Deflation Fears Dog Stocks, Commodities Since April amid Big Declines
Montreal, Canada
Asset price deflation has gained momentum since May across a swath of risk-based assets. Investors should heed the warnings and brace for a possible shakeout in world markets this summer or fall. Broader U.S. stock indexes are at the cusp of another major decline, if important support levels fail to hold this week.
Over the past three months, the price of copper has plunged 16%, aluminum has declined 18%, lead down 21% and nickel has fallen 27%. Spot benchmark iron ore has tanked 18% in the past three weeks and 36% from its peak in April.
Steel scrap prices, however, largely viewed as a leading indicator in the commodity space, have actually rallied lately. But that's an exception within the primary trend for many industrial metals, which have peaked in this cycle.
In May, we turned cautious on raw materials as signs of a correction began to materialize in the sector. Copper prices, the Baltic Dry Index, the price of TIPS and a renewed downturn in residential housing began to flash red. Combined with the huge rally in bond prices (or sharply lower yields), investors have begun to discount the possibility of a double-dip recession in 2011. Toss in the uncertainty looming regarding the expiration of the Bush tax cuts next year and investors and businesses have one less reason to be bullish and put money to work.
Two months into the correction for commodities, we remain bearish over the short-term as indicators continue to remain dogged by declining Chinese consumption, slack industrial global capacity and a slowdown underway in China and the United States. Europe is heading into outright deflation because of austerity measures while Japan remains stuck in a deflationary abyss.

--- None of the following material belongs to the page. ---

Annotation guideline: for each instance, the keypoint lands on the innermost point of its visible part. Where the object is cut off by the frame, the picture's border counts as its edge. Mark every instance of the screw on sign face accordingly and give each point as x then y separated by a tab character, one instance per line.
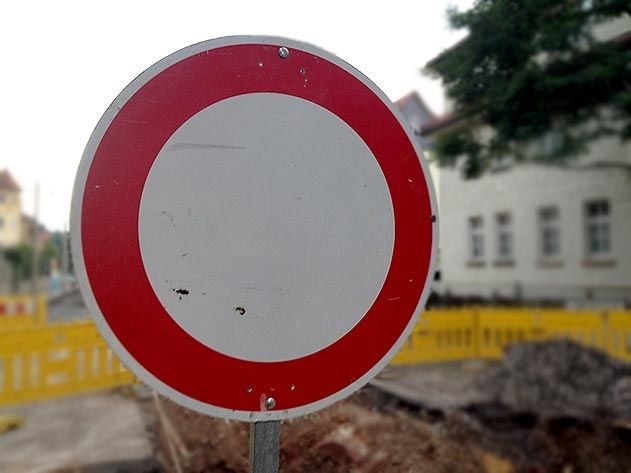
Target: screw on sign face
253	228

In the United States, consumer prices hit their lowest levels since 1966 in June – another measure that's suggesting price pressures are threatening the recovery and corporate earnings. Companies must show revenue growth going forward; the cost-cutting blitz since last year is now exhausted.
Stocks remain in a correction. The S&P 500 Index has rallied off its early July trough when it was down 16.5% off its January best levels.
Despite a brief rally over the last two weeks, stocks are down 12.5% from their January highs as measured by the broader market. But small-caps, which led the post-March 2009 rally, are now bleeding hard since May; the Russell 2000 Index is now down 17.7% from its January high and bordering official bear market territory this month.
If asset prices continue to slide this summer, expect the Federal Reserve to announce another wave of quantitative easing. At this stage of the recovery, it's obvious that stimulus has drawn its course and real consumption is flagging. It's also true that broader monetary aggregates (M2) are in a freefall in the United States, Europe and Japan. Central banks are losing the war against deflation.